The Silken Web Read online

Page 7

Drowsily, she could smell the intoxicating fragrance of his cologne—potent, but not overwhelming or cloyingly sweet. It was brisk and clean and sharp, conjuring up thoughts of sea air or autumn breezes. The image of a Viking sailing his warship into a fjord was projected onto her mind. The Viking had Erik’s face, and the girl wildly waving at him from shore looked like her.

  The dream grew even more pleasant as the returning warrior bounded off the ship onto shore and gathered the girl into his brawny arms, raiding her mouth, tickling her ear with his mustache. She, giggling, clutched at his back and drew him to her.

  Kathleen was still smiling at her fantasy when the truck pulled to a stop outside her cabin. She lacked the energy to move. “Are you awake?” Erik’s breath ghosted over her neck as he whispered to her.

  “No,” she answered sleepily.

  He chuckled. “That’s what I thought. We’re home. Come on.”

  Before she realized what was happening, he had opened the passenger door and was reaching inside, catching her under the knees and around the shoulders, lifting her out of the front seat and carrying her to her cabin.

  He opened the squeaky screen door and caught it with his back as it closed, not wanting it to slam shut. Then he moved through the moonlit room toward the bed.

  He laid her gently on the pillows and kissed her forehead. Leaving her for a moment, he went back to the electric panel next to the door and switched on the overhead fan, but left off the lights. He shrugged out of his coat and tossed it onto a chair.
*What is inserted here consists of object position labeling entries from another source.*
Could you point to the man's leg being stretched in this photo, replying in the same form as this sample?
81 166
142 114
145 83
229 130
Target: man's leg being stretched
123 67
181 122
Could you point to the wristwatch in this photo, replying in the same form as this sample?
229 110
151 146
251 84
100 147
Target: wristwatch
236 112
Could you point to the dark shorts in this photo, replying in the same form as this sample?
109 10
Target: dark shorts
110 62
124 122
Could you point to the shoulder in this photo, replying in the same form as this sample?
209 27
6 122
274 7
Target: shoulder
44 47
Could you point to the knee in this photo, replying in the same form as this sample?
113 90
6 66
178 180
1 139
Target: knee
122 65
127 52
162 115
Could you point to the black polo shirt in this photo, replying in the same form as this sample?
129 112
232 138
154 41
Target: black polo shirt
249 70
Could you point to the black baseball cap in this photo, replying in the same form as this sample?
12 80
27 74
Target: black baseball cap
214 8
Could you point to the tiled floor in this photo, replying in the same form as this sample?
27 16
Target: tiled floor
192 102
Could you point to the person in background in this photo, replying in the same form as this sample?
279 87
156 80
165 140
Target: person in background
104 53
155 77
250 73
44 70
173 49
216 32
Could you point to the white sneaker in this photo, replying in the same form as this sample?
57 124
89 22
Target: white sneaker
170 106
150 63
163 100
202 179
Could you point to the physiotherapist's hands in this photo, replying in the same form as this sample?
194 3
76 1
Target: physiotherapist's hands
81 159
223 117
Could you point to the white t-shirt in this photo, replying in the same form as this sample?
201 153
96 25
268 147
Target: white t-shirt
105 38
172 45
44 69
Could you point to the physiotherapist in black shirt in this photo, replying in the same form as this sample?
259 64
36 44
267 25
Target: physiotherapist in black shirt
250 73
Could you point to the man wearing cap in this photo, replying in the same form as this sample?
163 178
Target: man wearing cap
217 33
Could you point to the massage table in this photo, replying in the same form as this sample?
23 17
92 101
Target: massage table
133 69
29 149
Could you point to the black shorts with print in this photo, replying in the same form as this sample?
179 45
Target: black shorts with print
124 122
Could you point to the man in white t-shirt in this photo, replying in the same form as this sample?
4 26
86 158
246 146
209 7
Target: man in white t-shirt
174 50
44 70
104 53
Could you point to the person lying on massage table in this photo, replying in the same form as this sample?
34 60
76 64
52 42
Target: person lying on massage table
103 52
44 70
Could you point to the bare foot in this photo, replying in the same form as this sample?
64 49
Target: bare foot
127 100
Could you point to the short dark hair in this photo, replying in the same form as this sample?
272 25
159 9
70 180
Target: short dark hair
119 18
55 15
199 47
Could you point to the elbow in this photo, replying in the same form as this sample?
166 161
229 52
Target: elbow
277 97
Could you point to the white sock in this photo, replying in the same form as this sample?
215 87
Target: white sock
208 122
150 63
  Kathleen was strangely languorous. She couldn’t remember ever feeling quite this helpless. All her muscles seemed to have dissolved, yet they all strained toward Erik as he lay down beside her on the narrow bed and gathered her to him.

  His lips claimed hers hungrily. There was no persuasion in his kiss this time, no subtlety. His lips and tongue were greedy for her, but they were robbed of a conquest as she met their eagerness with a reciprocal response that surprised even her, opening her mouth, welcoming the pillage, contributing to the seduction.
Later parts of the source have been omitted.